Kennedy, a nephew to the late President John F. Kennedy, ended his 15-year Congressional career in 2011 to dedicate his life to spreading awareness about mental health in order to end the stigma and advocate for mental health insurance payouts. He made a visit to the Del Mar Hilton on May 22 to speak at an International Bipolar Foundation event and present a group of local Girl Scouts with their Mental Health Awareness Patches, which they earned by doing an extensive amount of outreach and research on mental health stigma.

“The way we stop stigma is to start with the young, impressionable minds before they get fixated that people should feel ashamed of their illness,” Kennedy said. “They are the most important audience.”

Kennedy has long been a pioneer for mental health — he’s responsible for introducing legislation to place mental illness under the umbrella of health insurance — and he has been affected by mental health issues in both his own life and indirectly through the lives of his family members and fellow colleagues in Congress.

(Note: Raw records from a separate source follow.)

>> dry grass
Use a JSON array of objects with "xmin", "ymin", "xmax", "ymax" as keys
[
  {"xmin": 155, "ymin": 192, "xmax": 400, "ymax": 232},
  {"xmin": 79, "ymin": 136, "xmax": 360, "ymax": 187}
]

Kennedy mentioned that just last week his cousin, Mary Richardson Kennedy, committed suicide, and he spoke about how several fellow members of Congress confided in him when he returned to Capitol Hill after his alcohol addiction recovery.

“They’d tell me how their spouse wanted to commit suicide, how their daughter had an eating disorder, how they themselves battled addiction,” said Kennedy. “They told me all this in confidence.”

But it was all those same politicians, Kennedy said, who voted against legislation supporting mental health reform.

“They said, ‘Patrick, I come from a different part of the country than you. I’m in the buckle of the Bible belt, and if anyone in my district thinks someone in my family has a mental illness, I’m not going to get re-elected like you get re-elected,” Kennedy said.

Kennedy said even though the Mental Health Parity Act of 1996 is on the books, still too many people are being denied insurance reimbursement because illnesses of the brain are often considered elective, like cosmetic surgery. The solution, he said, lies in combating stigma to have better overall acceptance and implementation of the law.

He compared the issue to America’s mid-century civil rights movement.

“The notion that in 2012 we still allow people to be sent to the colored water fountain is familiar to those in the mental health movement,” Kennedy said. “Mental health is treated differently than health care, when mental health care needs to be part of everyday screening just like any physical illness.”